Making a basic web scraper in Python with only bui

2019-07-21 17:49发布

问题:

Learning Python, I'm trying to make a web scraper without any 3rd party libraries, so that the process isn't simplified for me, and I know what I am doing. I looked through several online resources, but all of which have left me confused about certain things.

The html looks something like this,

<html>
<head>...</head>
<body>
    *lots of other <div> tags*
<div class = "want" style="font-family:verdana;font-size:12px;letter-spacing:normal"">
<form class ="subform">...</form>
<div class = "subdiv1" >...</div>
<div class = "subdiv2" >...</div>
    *lots of other <div> tags*
</body>
</html>

I want the scraper to extract the <div class = "want"...>*content*</div> and save that into a html file.

I have a very basic idea of how I need to go about this.

import urllib
from urllib import request
#import re
#from html.parser import HTMLParser

response = urllib.request.urlopen("http://website.com")
html = response.read()

#Some how extract that wanted data

f = open('page.html', 'w')
f.write(data)
f.close()

回答1:

The standard library comes with a variety of Structured Markup Processing Tools, which you can use for parsing the HTML and then searching it to extract your div.

There's a whole lot of choices there.
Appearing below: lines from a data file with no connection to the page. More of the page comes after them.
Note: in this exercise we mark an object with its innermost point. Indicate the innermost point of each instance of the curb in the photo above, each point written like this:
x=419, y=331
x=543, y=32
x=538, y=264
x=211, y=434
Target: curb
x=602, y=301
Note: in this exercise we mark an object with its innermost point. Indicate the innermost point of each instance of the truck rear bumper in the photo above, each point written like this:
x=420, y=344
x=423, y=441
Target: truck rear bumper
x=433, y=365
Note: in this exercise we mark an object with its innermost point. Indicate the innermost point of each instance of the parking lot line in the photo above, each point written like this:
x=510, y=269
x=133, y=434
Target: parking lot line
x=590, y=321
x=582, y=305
What do you use?

html.parser looks like the obvious choice, but I'd actually start with ElementTree instead. It's a very nice and very powerful API, and there's tons of documentation and sample code all over the web to get you started, and a lot of experts using it on a daily basis who can help you with your problems. If it turns out that etree can't parse your HTML, you will have to use something else… but try it first.
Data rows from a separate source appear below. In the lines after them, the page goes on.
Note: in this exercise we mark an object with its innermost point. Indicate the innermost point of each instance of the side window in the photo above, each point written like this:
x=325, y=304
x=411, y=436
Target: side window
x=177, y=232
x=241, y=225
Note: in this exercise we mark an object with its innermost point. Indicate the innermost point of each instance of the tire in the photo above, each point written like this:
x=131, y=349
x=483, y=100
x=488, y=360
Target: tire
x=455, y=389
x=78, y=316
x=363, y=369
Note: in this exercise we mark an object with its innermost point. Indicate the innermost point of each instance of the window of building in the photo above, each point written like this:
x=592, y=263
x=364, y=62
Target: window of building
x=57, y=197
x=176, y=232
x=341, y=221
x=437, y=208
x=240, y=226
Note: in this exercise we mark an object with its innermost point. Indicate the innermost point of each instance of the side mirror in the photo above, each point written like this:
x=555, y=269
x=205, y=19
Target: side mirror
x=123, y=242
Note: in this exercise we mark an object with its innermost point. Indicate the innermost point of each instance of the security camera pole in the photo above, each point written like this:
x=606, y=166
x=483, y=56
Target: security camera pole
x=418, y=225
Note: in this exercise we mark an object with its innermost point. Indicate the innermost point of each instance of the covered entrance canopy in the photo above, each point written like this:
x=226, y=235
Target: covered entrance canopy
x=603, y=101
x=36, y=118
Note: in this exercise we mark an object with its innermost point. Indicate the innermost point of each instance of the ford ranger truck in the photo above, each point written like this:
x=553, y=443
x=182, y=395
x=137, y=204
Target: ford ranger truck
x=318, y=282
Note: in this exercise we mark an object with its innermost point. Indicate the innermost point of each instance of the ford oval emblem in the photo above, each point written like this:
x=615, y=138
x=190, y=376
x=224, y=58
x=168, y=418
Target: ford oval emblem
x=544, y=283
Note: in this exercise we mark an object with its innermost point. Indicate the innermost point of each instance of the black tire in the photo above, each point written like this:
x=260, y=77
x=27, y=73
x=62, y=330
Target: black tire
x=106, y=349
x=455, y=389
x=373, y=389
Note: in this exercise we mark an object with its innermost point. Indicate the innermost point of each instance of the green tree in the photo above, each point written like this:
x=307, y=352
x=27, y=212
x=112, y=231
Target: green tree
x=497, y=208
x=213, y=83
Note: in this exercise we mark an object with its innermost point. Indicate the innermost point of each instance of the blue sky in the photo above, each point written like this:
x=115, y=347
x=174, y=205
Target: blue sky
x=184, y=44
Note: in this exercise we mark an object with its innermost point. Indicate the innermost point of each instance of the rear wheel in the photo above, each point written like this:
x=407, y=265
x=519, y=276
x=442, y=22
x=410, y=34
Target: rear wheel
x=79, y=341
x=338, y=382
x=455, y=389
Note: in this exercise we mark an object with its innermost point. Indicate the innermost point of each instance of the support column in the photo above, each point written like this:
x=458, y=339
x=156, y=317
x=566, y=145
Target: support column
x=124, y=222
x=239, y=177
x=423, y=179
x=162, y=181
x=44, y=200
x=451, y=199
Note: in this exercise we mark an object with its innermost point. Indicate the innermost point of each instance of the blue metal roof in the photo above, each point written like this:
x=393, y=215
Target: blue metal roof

For example, with a few minor fixes to you snipped HTML so it's actually valid, and so there's actually some text worth getting out of your div:

<html>
<head>...</head>
<body>
    *lots of other <div /> tags*
<div class = "want" style="font-family:verdana;font-size:12px;letter-spacing:normal">spam spam spam
<form class ="subform">...</form>
<div class = "subdiv1" >...</div>
<div class = "subdiv2" >...</div>
    *lots of other <div /> tags*
</div>
</body>
</html>

You can use code like this (I'm assuming you know, or are willing to learn, XPath):

tree = ElementTree.fromstring(page)
mydiv = tree.find('.//div[@class="want"]')
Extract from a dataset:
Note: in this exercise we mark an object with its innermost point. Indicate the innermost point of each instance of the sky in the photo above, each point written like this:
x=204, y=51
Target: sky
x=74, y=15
Now you've got a reference to the div with class "want". You can get its direct text with this:

print(mydiv.text)

But if you want to extract the whole subtree, that's even easier:

data = ElementTree.tostring(mydiv)

If you want to wrap that up in a valid <html> and <body> and/or remove the <div> itself, you'll have to do that part manually. The documentation explains how to build up elements using a simple tree API: you create a head and a body to put in the html, then stick the div in the body, then tostring the html, and that's about it.